D’altro canto, le entrate pubbliche strutturali tendono ad essere in linea con l’evoluzione del PIL potenziale compresi i prezzi di produzione, ovvero il cosiddetto deflatore. Secondo il governo, l’economia crescerà del 4,7% l’anno prossimo incorporando i prezzi. E quindi, le entrate aumenteranno a quel ritmo. A sua volta, per produrre l’aggiustamento, la spesa deve crescere di un punto in meno del reddito, cioè del 3,7%. Grazie ai prezzi elevati si calcola un reddito più elevato e, quindi, un limite di spesa meno restrittivo. Mentre Funcas prevede un deflatore del 2,4% per il prossimo anno e del 2% per quello successivo, il Governo li stima rispettivamente al 2,7% e al 2,4%. In questo modo è stato dato più spazio di spesa.

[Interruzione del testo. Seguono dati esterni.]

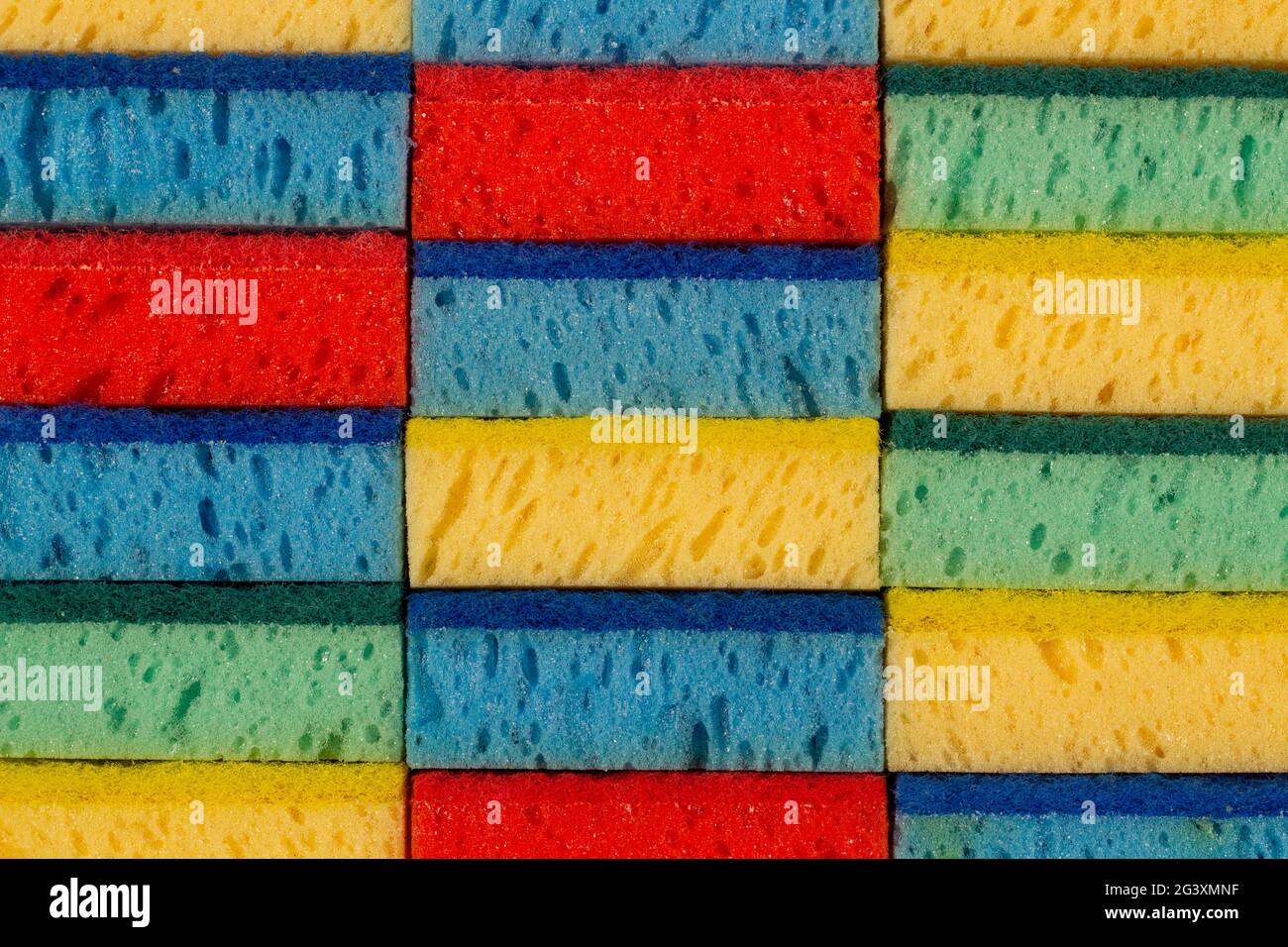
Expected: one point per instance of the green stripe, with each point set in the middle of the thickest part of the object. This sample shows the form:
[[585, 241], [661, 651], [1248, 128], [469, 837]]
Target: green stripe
[[969, 433], [1042, 81]]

Anche se è vero che negli ultimi tempi è cresciuta più la raccolta che l’economia con la ripresa della pandemia, dell’inflazione e dell’emergere dell’economia sommersa.
Inoltre, la revoca degli aiuti all’inflazione, la non deflazione dell’imposta sul reddito delle persone fisiche e gli aumenti dei contributi possono essere dedotti come misure di reddito. Secondo l’Airef la cifra ammonta a 7,4 miliardi. Questo è un ulteriore punto di spesa del budget. Pertanto, la spesa computabile potrà aumentare del 4,8% l’anno prossimo. Se si tiene conto anche di quella che è stata approvata come riforma fiscale, ancora da valutare ma superiore a 3 miliardi, la spesa potrebbe aumentare un po’ di più: intorno al 5%, una crescita simile a quella di quest’anno. Il che implica budget senza grossi problemi per gestirli se non per le richieste dei partner.
Prociclico
In ogni caso, il maggior margine concesso per quest’anno e per il prossimo obbligherà a compiere successivamente uno sforzo più impegnativo per rispettare il limite del 3% in media tra il 2025 e il 2031. Negli ultimi anni di aggiustamento, si prevedono incrementi di spesa che rappresentano un sacrificio maggiore: nel 2030 e nel 2031 sono consentiti rispettivamente solo il 2,5% e il 2,4%, anche al di sotto della crescita dell’economia con il prezzi, che impedisce a tutte le politiche di essere aggiornate con la crescita economica. Soprattutto quando la voce più importante di tutte, le pensioni, che rappresenta un quarto dell’intero bilancio pubblico, cresce del 5% annuo. L’Autorità fiscale ha avvertito che, nonostante ciò che era previsto, l’aggiustamento è concepito in modo prociclico, consentendo più spesa quando l’economia cresce di più e meno quando si prevede che ci sia meno attività. Ma nel lungo termine, come direbbe John Maynard Keynes, tutti sono morti.